Unlike the upper-crust Republicans who populate Capitol Hill, O’Donnell is a working gal who, like so many Americans, has personally felt the sharp pain of financial insolvency. You’d think that at some point while trying to dig herself out of  IRS liens and threatened home foreclosures, Ms. O’Donnell would have noticed how dramatically the deck has been stacked against working Americans by large  corporations and their handmaidens in Congress. That in her darkest moment of despair she would have been struck by a blinding flash of understanding that a gambled-away economy, stagnant wages, unaffordable healthcare and a disappearing middle class are not the results of over-sized government, but of corporate avarice and power run amok; that Big Government isn’t the problem…Owned Government is.

The Loopy Bunch

“Throw the bums out,” has been the rallying cry of a disgruntled electorate since the founding of our democracy. Members of the Tea Party movement, however, have added  their own unique codicil: “Throw the bums out and replace them with people who are as clueless as we are.”

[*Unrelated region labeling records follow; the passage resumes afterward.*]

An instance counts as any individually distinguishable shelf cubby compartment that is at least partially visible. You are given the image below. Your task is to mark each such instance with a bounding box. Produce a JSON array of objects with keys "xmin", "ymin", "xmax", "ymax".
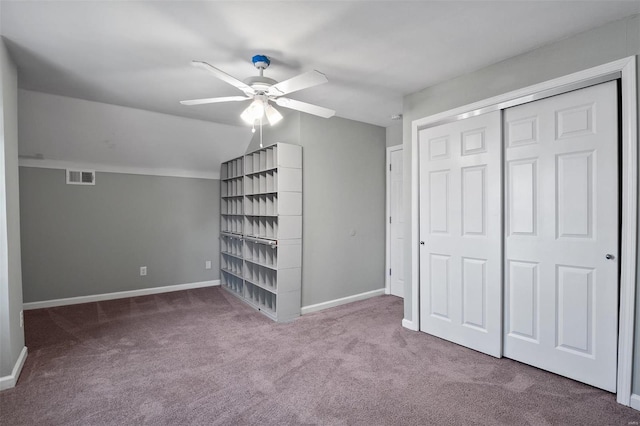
[
  {"xmin": 220, "ymin": 143, "xmax": 302, "ymax": 322},
  {"xmin": 220, "ymin": 270, "xmax": 244, "ymax": 295},
  {"xmin": 220, "ymin": 177, "xmax": 244, "ymax": 197},
  {"xmin": 220, "ymin": 255, "xmax": 243, "ymax": 278},
  {"xmin": 244, "ymin": 168, "xmax": 302, "ymax": 195},
  {"xmin": 244, "ymin": 216, "xmax": 302, "ymax": 240},
  {"xmin": 220, "ymin": 197, "xmax": 244, "ymax": 215},
  {"xmin": 220, "ymin": 157, "xmax": 244, "ymax": 180},
  {"xmin": 220, "ymin": 234, "xmax": 243, "ymax": 258},
  {"xmin": 220, "ymin": 215, "xmax": 244, "ymax": 234}
]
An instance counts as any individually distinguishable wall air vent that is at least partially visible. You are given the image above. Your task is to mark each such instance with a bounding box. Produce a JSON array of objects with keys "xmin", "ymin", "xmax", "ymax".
[{"xmin": 67, "ymin": 169, "xmax": 96, "ymax": 185}]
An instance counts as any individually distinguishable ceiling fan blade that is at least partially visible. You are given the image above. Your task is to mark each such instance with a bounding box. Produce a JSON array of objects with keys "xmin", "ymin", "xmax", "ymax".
[
  {"xmin": 192, "ymin": 61, "xmax": 256, "ymax": 95},
  {"xmin": 180, "ymin": 96, "xmax": 252, "ymax": 105},
  {"xmin": 275, "ymin": 98, "xmax": 336, "ymax": 118},
  {"xmin": 267, "ymin": 70, "xmax": 329, "ymax": 96}
]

Case in point: Tea Party favorite and Republican nominee for the New York gubernatorial race, Carl Paladino.  Sure, he’s unbalanced and looks like he could spontaneously combust at any moment, but he also appears to be unbelievably stupid. Did he not see the cameras and lights when he threatened to “take out” New York Post reporter Fredric Dicker? Did he not realize that he would come off looking like a temperamental maître d’ doing a really bad Goodfellas routine? And of all the news organizations on the planet to go after, which does Paladino choose? Rupert Murdoch’s New York Post–trumpet of the Rabid Right, and friend to Paladino’s campaign…until Paladino went thug on them, that is.

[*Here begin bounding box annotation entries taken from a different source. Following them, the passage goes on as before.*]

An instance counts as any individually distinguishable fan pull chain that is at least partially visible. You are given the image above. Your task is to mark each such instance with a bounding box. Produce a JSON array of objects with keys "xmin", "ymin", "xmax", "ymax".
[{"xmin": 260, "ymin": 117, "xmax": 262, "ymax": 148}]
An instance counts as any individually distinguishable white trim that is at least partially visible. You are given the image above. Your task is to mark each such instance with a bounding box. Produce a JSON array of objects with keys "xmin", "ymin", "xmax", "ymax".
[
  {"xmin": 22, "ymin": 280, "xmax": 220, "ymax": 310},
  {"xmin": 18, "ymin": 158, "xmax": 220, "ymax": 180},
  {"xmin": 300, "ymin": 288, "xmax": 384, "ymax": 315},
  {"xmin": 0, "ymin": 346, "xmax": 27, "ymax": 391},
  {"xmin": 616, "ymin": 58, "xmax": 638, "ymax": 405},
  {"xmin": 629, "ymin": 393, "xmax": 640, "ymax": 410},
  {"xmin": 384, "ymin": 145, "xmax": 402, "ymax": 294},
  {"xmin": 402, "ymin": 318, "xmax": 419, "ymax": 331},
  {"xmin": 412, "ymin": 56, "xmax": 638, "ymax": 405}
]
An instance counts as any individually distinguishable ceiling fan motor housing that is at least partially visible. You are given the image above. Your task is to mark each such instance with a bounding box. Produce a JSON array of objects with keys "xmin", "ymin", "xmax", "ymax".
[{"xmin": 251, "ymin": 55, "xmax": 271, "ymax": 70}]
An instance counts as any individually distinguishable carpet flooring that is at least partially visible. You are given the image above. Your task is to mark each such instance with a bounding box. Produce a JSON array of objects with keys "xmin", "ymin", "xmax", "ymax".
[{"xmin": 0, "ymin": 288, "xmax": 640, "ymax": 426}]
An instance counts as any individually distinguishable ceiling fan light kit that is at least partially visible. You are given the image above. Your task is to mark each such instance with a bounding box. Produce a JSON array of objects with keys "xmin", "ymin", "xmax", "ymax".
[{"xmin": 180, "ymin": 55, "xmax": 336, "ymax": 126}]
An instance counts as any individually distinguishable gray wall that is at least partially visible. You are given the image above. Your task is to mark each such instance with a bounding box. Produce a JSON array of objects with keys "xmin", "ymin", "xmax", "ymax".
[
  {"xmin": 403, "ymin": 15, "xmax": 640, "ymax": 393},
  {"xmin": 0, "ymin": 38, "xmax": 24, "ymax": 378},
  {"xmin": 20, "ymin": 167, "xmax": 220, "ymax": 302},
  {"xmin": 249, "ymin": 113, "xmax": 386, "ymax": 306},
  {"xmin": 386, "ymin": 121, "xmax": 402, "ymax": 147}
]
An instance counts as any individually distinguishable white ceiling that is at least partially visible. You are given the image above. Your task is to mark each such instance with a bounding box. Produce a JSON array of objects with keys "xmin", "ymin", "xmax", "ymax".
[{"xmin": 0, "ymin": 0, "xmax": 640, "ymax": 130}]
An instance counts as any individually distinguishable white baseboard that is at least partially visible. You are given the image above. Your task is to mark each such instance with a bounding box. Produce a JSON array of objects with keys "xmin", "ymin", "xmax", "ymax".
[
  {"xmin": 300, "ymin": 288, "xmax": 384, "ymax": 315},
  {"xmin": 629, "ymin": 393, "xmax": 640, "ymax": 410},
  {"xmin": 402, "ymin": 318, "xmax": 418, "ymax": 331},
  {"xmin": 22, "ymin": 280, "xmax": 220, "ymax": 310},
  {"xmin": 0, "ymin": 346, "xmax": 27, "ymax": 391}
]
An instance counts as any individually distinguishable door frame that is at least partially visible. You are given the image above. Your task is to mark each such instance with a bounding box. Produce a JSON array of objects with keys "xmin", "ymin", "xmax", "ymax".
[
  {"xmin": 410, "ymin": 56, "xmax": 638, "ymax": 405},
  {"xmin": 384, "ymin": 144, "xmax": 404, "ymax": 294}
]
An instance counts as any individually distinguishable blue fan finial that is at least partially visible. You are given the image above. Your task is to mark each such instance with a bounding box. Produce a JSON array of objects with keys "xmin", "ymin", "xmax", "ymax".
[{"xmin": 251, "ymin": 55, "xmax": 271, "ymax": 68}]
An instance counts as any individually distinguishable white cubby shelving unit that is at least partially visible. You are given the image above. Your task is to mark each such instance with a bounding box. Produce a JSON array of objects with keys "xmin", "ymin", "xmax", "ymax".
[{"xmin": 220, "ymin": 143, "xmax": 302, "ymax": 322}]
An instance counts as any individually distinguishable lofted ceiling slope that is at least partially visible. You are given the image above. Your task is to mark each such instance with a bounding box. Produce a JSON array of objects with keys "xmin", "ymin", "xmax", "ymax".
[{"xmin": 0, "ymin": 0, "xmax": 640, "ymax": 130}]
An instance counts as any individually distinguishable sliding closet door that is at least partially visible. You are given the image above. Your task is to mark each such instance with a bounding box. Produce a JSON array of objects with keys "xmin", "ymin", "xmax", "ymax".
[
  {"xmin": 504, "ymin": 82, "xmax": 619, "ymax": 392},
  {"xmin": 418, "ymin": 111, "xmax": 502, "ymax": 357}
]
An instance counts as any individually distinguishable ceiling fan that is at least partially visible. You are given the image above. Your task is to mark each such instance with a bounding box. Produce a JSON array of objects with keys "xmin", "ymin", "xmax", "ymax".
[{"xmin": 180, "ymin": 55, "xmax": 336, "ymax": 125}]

In Kentucky there’s the Tea Party-approved,  tousle-haired Rand Paul, publicly voicing his opposition to both the Civil Rights Act and Americans with Disabilities Act, while O’Donnell’s past dabblings in witchcraft, and rejection of evolution and masturbation continue to provide insight into the early development of a Tea Party great.

Good lord, I wouldn’t trust these people to park my car!

The Tea Party movement could be a blessing, though. It is already causing wide-spread panic throughout the Republican Party, which is always a good thing. GOP leaders are now forced to answer two difficult questions,  “Do we sign on with these loons and risk losing the few sane people we have left, or do we ignore them and pray that their amazing facility for self-destruction quickly slides them back under the rock?” The first strategy would surely strike terror in the hearts of many Independents, driving them back to the Democrats; but strategy #2 might cause the Crazed Right to stay home on election day — an interesting dilemma.

The Tea Party movement also serves as a kind of national bellwether. If my countrymen are crazy enough to put that crew into Congress, where their votes could actually influence what goes on in my country and my life, I’ll know that it’s time to move to Greenland.